HI I am using FIM 2010 for GAL sync purposes. it involves multiple sites. When I do export for one of these sites; duplicate contacts get created!. here is what I mean Source AD: user1, user2, Destination AD: user1, user1(1), user2, user2(2) I expect to see user1, user2 contacts on the other side however I get duplicates of them when I run the agent again. What gives? Thanks you

KMan, This usually happens because of one of two reasons: -You have existing contacts and you ran sync on MA with source mailbox objects, then ran exports on MAs with existing contacts. Correct next step instead of export would have been to run sync on target MAs, and then run export. GALSYNC solution includes a mechamism called 'transient provisioning', which helps in DR situations but can cause problems during initial load if run profiles aren't run in correct order. -You are exporting to Exchange 2007/2010 environment which does not have RUS. To imitate what the RUS used to do, ILM/FIM runs powershell cmdlet called 'Update-Recipient' which populates legacyExchangeDN. If this fails for any reason, then target contact is created but this attribute is not populated. Subsequent import and sync on this MA will result in object being disconnected due to filter(which looks for legacyExchangeDN). This now results in 'existing object' now being present in target MA. Provisiong routine sees this object as disconnector and makes new object with () characters(department attribute value if it exists, numerals otherwise). As long as Update-Recipient continues to fail, this cycle can continue. I have seen customers who have objects with (998) in them. I hope this helps Glenn Zuckerman, Microsoft Support

Here is what I do when it comes to run order. am I doing it wrong? Initial sync: 1. Full import stage only 2. Full sync 3 export 4. delta import Subsequent syncs: 1. Delta import stage only 2. delta sync 3. export 4. delta import

KMan, Are these runs all on one MA? If update-recipient is failing, then even if you run these in the right order it will create duplicates. And this would fail under initial load scenario only if you have existing objects. If you didn't have existing contacts already, then this is a moot point. Glenn Zuckerman, Microsoft Support

Yes. On one of the MAs. During initial sync; there are no duplicates on the other site. So contacts do get created (user1, user2) But subsequement ones create user1(1), user1(2), user2(1), user2(2) Is there anything on Exchange 2007 (remote site) that needs to be checked? Btw; the site that I see duplication on runs exchange 2007.

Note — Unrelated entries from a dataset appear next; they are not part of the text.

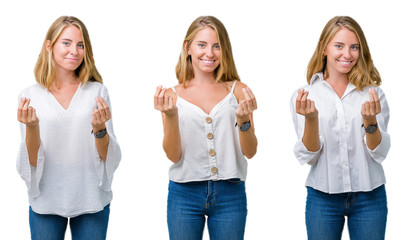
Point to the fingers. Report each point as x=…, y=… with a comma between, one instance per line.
x=25, y=113
x=101, y=114
x=249, y=96
x=103, y=108
x=373, y=96
x=164, y=102
x=305, y=106
x=372, y=107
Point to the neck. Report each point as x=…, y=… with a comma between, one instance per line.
x=64, y=78
x=337, y=78
x=203, y=78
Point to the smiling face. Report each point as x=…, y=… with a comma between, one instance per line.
x=342, y=52
x=205, y=51
x=68, y=50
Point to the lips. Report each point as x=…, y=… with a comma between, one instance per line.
x=208, y=62
x=345, y=63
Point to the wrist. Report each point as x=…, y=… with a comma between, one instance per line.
x=241, y=120
x=368, y=122
x=98, y=128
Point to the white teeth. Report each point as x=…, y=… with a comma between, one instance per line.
x=346, y=63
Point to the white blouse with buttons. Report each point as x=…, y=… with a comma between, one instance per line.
x=70, y=178
x=343, y=163
x=210, y=143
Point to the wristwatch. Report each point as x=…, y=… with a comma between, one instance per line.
x=370, y=128
x=245, y=126
x=100, y=134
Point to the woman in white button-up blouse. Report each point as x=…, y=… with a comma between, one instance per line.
x=208, y=132
x=67, y=169
x=341, y=122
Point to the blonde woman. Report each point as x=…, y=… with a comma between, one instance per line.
x=341, y=119
x=68, y=152
x=208, y=133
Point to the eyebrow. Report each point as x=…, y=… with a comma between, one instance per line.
x=67, y=39
x=344, y=43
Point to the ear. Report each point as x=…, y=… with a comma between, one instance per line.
x=47, y=44
x=186, y=47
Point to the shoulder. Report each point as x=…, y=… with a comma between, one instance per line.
x=32, y=90
x=95, y=87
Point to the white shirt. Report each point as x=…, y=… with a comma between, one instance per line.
x=210, y=143
x=70, y=178
x=343, y=163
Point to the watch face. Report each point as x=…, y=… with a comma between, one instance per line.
x=371, y=129
x=245, y=126
x=101, y=134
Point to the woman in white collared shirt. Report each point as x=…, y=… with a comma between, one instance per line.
x=67, y=169
x=341, y=122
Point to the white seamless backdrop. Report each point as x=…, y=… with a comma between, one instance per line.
x=136, y=46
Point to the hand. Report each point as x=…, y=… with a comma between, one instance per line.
x=26, y=114
x=305, y=106
x=246, y=106
x=164, y=103
x=100, y=115
x=371, y=108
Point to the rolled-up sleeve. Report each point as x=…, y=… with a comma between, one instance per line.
x=380, y=152
x=31, y=175
x=301, y=152
x=105, y=169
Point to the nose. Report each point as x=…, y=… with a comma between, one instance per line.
x=347, y=53
x=74, y=50
x=209, y=52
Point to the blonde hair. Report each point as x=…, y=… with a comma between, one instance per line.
x=226, y=71
x=45, y=68
x=363, y=73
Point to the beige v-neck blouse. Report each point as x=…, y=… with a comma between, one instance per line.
x=210, y=143
x=70, y=178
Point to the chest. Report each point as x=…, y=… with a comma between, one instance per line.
x=64, y=96
x=204, y=98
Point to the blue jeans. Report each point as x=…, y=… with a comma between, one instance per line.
x=86, y=226
x=223, y=202
x=366, y=213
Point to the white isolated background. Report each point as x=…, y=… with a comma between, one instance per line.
x=136, y=46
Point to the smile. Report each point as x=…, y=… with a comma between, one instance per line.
x=208, y=62
x=344, y=62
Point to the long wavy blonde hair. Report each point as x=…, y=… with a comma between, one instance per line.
x=45, y=68
x=364, y=73
x=226, y=71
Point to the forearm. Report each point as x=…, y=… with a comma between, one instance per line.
x=248, y=142
x=102, y=145
x=311, y=134
x=33, y=141
x=372, y=139
x=172, y=138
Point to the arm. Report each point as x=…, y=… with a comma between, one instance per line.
x=369, y=111
x=169, y=112
x=26, y=114
x=301, y=151
x=244, y=113
x=99, y=117
x=306, y=107
x=106, y=150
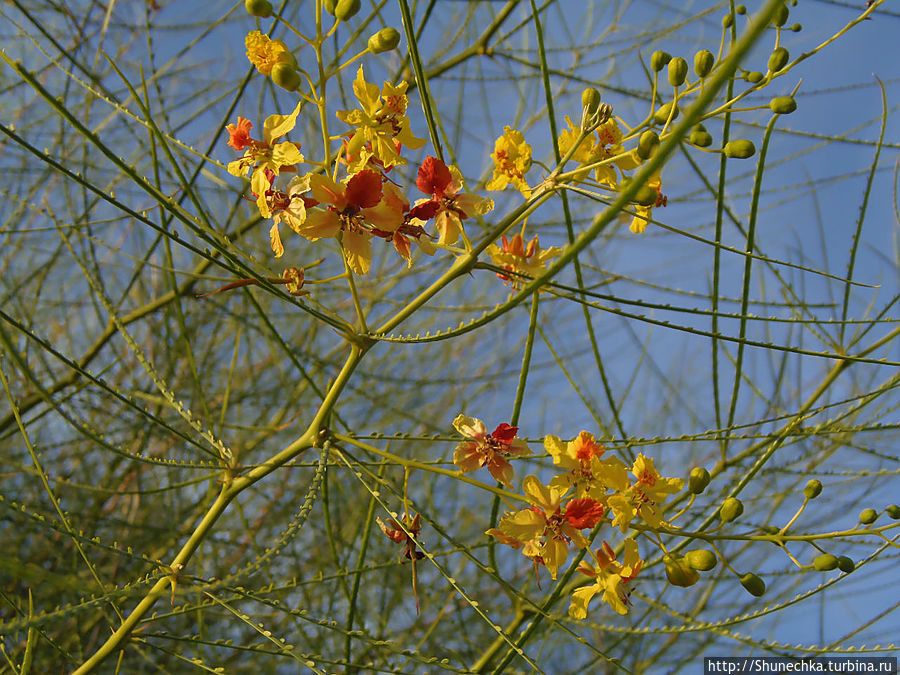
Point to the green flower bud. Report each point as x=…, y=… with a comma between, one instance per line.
x=647, y=144
x=781, y=16
x=868, y=516
x=783, y=105
x=700, y=137
x=646, y=196
x=260, y=8
x=739, y=149
x=813, y=488
x=345, y=9
x=663, y=113
x=703, y=62
x=731, y=508
x=678, y=573
x=701, y=559
x=659, y=60
x=778, y=59
x=825, y=562
x=845, y=564
x=754, y=585
x=286, y=77
x=384, y=40
x=754, y=77
x=590, y=101
x=698, y=480
x=677, y=71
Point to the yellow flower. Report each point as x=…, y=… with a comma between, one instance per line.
x=609, y=577
x=288, y=207
x=642, y=214
x=514, y=256
x=645, y=496
x=266, y=154
x=512, y=158
x=545, y=530
x=608, y=145
x=491, y=450
x=381, y=125
x=584, y=470
x=264, y=52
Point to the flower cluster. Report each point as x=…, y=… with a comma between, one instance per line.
x=600, y=151
x=589, y=490
x=366, y=203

Yes. On one of the MAs. During initial sync; there are no duplicates on the other site. So contacts do get created (user1, user2) But subsequement ones create user1(1), user1(2), user2(1), user2(2) Is there anything on Exchange 2007 (remote site) that needs to be checked?

Look at app log on Sync server, it should show per-object events if update-recipient is failing. Also, check 'configure extensions' for the MA that has these dups in it, verify that the checkbox for Exchange provisioning is checked. Glenn Zuckerman, Microsoft Support

How do I know that "Update-recipient" is failing??? Yes. On one of the MAs. During initial sync; there are no duplicates on the other site. So contacts do get created (user1, user2) But subsequement ones create user1(1), user1(2), user2(1), user2(2) Is there anything on Exchange 2007 (remote site) that needs to be checked? Note 1: The site that I see duplication on runs exchange 2007.

Would you please tell me how can I find out if update-recipient commandlet is successfully running or not? I get this message in event log during export. Does it have something to do with this? Event ID: 6500 There is an error in Exch2007Extension AfterExportEntryToCd() function when exporting an object with DN CN=user...... Event ID: 6801 "Microsoft.MetadirectoryServices.ExtensionException: Failed to reconnect to Active Directory server remotedc.domain.local. Ensure the server is available and that you are using valid credentials.